There are only a few Biaki Eclectus parrots that were imported into the US in the early 1990s. They are not commonly available and little is known of their breeding habits. Although they are likely to be similar to those of the nominate form – the red-sided eclectus.
The Biaki Eclectus parrot is often described in some literature as being a controversial subspecies. Experts working with both the Biaki and Solomon Islands Eclectus, however, agree there is a definable difference.
They both are similar is size.
Adult Biak Red-sided Eclectus Parrots are about 13.5 inches (between 32 and 35 centimeters) in length. Their wingspan is about 9 inches (215 – 245 millimeters). They average 375 –425 gm in weight.
The Male Eclectus:
The male Biak Red-sided Eclectus Parrot is green over most of his body; except the underwings and sides under the wing, which are red. The upper side of the male’s tail is green and tip of the tail feathers are yellow.
The underside of the tail is black with a defined yellowish pale edging to the underside of its tail (¼ inch).. The iris is a reddish orange.
Identification of the males in the various subspecies is much more difficult to determine. The usual method being differences in the size of the bird and the shade of green in their plumage.
The Female Eclectus:
The Biaki Red-sided hen is similar to the nominate, adult red-sided hen except the red coloring on the neck and bib is brighter, and she is much smaller than the red-sided hen.
The female Biak Red-sided Eclectus Parrots are red with blue under wing coverts. Their primary coverts are blue with a green edge.
Her tail is lighter reddish-orange underneath with a defined yellowish pale edging to the underside of its tail (¼ inch).
Their irides (= plural of iris) are a light, yellow-white color.

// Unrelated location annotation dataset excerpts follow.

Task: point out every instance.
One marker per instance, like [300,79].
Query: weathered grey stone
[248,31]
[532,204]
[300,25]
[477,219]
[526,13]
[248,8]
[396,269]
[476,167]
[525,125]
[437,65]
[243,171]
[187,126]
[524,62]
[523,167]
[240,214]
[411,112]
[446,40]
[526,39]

The females have red heads and chests. Her shiny black beak appears slightly smaller in proportion to her head. Her feathers are held very tightly to the body in comparison to many of the larger subspecies.
Training and Behavioral Guidance:
- Pet parrots generally present challenges, such as excessive chewing – especially at certain stages in their life. They do discover their beaks as method of “disciplining us” once they are out of the “baby stage” and they can generally be somewhat naughty, and it really is important to learn to understand them and to guide their behavior before an undesirable behavior has been established. Undisciplined parrots will chew on electric wiring potentially causing house fires. They regard anything in your home as a “toy” that can be explored and chewed on; destroying items that you may hold dear or are simply valuable. Even a young bird that has not been neglected and abused requires proper guidance; this becomes even more challenging when it involves a rescued bird that may require rehabilitation.
- Web Resources: I put together web resources for you to help you understand your pet bird and properly direct him. Please visit the following website to learn more about parrot behavior and training.
Not common and unknown in the United States.
Species: Scientific: Eclectus roratus biaki aka Lorius roratus biaki… English: Biak Red-sided Eclectus Parrot … Dutch: Biak Edelpapegaai … German: Biak Edelpapagei … French: Perroquet eclectus d’iles Biak
Distribution: Biak Island, the largest of the Schouten Islands, off the northern coast of West Papua (the Indonesian part of New Guinea) at the entrance to Cenderawasih (Geelvink) Bay (part of Maluku Islands).